For many families, summer brings changes in routine, and includes more unstructured time. The transition from a structured school environment to the relaxed days of summer may pose challenges for some children with autism. The strategies below can help families navigate the transition and make the most of the summer season together. 

A family outside during summer.

Tips for Maintaining Routines and Creating Structure 

  1. Help Your Child Make a Gradual Transition: Before summer break begins, talk to your child about how summer days will look different from the days they spend in school. Discuss your family’s vacation, activity, or camp plans if you have them. Gradually adjust their bedtime and morning routines as needed to align with the summer schedule. 

  2. Create Visual Schedules: Use visual schedules to help children understand and anticipate daily activities. Include both structured and unstructured time, such as time spent getting ready for the day, playtime, meals, outings, and quiet time. 

  3. Maintain Consistency: Keep your daily routines as consistent as you can. Predictable mealtimes, bedtime routines, and designated activity times can provide your child with a sense of stability during the transition. 

  4. Make Time for Physical Activity: The combination of summer temperatures and relaxed schedules can make it tempting for children to stay sedentary. Incorporate time for swimming or other physical activities into your day to help your child stay healthy and regulate their sleep schedule. 

  5. Set Goals and Expectations: If new routines, activities, or environments are a part of your child’s summer, clearly communicate expectations for behavior and participation in activities. New experiences can be overwhelming for children with autism, but caregivers can ease the process by setting achievable goals for the day and providing positive reinforcement for completing tasks. 
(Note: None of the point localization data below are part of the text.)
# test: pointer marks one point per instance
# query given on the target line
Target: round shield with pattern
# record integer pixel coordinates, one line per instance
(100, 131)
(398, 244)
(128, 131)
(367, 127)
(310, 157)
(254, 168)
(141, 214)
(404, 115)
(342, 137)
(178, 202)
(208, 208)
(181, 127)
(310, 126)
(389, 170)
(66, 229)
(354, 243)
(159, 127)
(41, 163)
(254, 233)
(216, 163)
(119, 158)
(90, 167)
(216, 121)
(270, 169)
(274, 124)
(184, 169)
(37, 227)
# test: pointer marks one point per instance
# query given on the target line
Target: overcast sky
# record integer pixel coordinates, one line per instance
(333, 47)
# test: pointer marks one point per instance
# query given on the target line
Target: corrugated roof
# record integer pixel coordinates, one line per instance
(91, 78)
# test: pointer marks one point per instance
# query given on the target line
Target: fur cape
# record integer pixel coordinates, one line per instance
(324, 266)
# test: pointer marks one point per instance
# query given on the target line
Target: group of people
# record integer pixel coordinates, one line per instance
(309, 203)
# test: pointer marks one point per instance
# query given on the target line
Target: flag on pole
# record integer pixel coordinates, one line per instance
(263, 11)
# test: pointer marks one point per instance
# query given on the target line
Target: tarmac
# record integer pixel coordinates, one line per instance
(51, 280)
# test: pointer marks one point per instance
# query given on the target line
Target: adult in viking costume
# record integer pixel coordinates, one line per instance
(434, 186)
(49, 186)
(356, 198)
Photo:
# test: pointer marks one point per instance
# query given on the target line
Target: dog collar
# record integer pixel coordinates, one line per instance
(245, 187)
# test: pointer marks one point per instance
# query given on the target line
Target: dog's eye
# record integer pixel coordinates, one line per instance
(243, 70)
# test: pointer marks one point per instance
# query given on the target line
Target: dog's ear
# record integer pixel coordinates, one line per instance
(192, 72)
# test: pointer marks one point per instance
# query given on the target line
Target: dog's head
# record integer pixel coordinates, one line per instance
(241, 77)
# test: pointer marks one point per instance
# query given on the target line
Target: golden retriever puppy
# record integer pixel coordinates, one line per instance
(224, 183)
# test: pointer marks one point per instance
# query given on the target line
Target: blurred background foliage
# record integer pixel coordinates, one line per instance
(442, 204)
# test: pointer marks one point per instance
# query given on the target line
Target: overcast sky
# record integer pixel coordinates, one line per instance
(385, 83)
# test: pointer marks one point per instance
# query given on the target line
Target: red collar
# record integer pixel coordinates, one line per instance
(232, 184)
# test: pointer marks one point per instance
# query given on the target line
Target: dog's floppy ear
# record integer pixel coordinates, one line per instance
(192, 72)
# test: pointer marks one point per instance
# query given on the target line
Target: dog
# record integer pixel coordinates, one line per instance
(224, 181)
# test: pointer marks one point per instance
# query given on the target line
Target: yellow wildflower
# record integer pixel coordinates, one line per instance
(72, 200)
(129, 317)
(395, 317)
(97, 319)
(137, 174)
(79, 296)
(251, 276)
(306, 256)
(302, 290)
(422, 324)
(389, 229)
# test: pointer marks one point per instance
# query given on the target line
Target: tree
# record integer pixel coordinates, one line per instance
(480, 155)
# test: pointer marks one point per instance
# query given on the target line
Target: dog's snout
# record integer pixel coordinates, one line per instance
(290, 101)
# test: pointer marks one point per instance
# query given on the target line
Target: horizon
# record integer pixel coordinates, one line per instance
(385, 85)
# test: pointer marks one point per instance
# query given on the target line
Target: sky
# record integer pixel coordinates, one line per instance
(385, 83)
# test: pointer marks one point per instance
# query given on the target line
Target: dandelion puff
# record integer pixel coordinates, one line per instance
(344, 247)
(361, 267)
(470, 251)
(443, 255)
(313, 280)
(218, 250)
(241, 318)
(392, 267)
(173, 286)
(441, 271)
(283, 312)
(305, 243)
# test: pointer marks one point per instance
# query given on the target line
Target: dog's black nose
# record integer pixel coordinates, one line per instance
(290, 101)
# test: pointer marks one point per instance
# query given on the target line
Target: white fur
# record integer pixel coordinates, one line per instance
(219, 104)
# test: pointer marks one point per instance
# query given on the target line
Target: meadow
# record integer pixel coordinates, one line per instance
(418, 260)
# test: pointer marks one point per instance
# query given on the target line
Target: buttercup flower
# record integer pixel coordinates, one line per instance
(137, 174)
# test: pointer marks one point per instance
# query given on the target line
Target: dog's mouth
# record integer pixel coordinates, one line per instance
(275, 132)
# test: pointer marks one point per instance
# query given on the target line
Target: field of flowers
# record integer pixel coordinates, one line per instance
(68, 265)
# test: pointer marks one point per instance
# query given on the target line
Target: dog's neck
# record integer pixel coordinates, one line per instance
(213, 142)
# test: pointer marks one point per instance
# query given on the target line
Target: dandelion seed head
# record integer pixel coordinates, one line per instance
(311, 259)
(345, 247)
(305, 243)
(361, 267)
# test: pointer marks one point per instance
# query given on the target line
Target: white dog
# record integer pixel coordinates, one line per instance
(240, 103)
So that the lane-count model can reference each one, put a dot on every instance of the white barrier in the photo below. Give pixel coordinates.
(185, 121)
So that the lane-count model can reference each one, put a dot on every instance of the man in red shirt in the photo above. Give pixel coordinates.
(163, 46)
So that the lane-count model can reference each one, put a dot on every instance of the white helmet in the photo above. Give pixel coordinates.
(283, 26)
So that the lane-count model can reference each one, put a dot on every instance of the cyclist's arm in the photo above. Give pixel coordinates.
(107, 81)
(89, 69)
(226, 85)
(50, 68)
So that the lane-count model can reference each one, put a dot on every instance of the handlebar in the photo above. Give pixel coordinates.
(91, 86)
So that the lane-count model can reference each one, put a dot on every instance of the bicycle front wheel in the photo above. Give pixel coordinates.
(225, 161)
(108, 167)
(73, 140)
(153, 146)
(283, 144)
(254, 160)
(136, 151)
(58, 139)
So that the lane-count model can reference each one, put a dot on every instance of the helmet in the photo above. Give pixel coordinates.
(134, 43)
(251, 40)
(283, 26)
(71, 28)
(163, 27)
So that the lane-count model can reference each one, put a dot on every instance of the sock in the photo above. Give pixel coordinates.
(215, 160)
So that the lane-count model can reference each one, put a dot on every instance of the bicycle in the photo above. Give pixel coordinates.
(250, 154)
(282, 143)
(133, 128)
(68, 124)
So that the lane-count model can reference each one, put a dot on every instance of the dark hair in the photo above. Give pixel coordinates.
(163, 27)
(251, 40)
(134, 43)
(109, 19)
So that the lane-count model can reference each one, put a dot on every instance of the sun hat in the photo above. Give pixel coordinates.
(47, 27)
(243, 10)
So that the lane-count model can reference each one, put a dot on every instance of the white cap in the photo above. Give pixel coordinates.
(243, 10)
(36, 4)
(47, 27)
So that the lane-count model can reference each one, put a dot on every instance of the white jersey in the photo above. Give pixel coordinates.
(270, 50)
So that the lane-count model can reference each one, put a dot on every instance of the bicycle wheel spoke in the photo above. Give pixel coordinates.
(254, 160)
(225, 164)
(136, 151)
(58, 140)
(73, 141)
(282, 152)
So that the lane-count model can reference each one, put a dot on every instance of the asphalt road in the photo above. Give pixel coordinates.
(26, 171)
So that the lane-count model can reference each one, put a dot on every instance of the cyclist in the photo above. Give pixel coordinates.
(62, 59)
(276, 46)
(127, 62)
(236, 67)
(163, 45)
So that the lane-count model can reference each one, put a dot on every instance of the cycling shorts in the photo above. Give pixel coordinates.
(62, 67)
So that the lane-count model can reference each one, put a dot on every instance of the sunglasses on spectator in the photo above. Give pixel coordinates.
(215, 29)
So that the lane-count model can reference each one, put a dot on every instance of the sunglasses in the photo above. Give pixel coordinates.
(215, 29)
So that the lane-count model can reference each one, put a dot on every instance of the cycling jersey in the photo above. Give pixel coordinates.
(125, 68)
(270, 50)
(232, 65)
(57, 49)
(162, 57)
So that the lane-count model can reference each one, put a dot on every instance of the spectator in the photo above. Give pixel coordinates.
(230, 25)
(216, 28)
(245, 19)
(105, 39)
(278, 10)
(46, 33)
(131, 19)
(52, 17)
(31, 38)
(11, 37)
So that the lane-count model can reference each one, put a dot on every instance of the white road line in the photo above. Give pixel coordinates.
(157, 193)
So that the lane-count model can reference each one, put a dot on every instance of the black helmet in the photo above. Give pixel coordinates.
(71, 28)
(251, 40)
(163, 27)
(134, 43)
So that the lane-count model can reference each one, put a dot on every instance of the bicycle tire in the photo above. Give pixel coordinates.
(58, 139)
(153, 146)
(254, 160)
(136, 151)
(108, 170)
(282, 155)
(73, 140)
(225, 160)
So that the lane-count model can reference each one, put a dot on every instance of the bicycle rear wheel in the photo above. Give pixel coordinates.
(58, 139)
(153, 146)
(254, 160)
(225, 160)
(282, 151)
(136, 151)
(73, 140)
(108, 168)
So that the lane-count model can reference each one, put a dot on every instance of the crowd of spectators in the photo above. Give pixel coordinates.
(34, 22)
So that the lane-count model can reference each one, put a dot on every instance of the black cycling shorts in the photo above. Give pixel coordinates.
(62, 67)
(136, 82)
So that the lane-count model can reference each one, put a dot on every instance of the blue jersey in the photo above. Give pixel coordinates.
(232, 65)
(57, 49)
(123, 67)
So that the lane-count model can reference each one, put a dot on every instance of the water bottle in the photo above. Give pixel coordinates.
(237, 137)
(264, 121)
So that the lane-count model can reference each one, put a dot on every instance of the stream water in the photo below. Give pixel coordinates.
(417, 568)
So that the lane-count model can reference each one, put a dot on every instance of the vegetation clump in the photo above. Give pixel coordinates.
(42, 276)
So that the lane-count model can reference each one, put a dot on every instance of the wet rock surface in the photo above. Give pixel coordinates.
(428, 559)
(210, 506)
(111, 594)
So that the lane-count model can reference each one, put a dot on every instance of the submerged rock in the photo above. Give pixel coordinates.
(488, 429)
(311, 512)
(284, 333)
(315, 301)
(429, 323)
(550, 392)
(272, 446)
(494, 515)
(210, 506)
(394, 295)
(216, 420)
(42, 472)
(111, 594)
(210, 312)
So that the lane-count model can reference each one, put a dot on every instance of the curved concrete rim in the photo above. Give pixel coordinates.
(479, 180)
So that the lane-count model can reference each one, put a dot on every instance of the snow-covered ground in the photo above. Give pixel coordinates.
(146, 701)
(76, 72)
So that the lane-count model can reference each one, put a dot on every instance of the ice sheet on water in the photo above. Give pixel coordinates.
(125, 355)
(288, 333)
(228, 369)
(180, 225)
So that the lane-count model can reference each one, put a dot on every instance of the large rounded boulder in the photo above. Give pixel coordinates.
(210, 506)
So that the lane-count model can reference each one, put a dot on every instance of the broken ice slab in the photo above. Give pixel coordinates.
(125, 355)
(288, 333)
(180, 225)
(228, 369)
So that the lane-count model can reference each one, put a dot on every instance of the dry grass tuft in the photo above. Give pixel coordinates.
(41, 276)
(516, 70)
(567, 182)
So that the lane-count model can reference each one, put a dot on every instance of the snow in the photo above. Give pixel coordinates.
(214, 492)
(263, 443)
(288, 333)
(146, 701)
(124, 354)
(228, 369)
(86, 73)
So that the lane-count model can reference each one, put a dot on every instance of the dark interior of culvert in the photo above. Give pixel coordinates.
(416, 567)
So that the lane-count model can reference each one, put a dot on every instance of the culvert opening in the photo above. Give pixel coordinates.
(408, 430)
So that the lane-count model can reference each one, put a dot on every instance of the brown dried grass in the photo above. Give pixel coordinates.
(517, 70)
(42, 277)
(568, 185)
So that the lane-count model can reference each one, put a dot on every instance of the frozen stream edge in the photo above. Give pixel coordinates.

  6. Sensory-Friendly Activities: Consider the sensory needs of your child when planning activities. Incorporate sensory-friendly activities such as swimming, nature walks, arts and crafts, or sensory play. If your child is sensitive to noises, crowds, or other elements in the environment, determine what you can do to minimize or avoid those sensitivities. 

By maintaining routines and structuring summer days with intentionality and flexibility, caregivers can create a supportive environment that promotes growth, learning, and enjoyment for children with autism. At Cortica, we're here to support you every step of the way as you navigate the joys and challenges of the summer months with your child.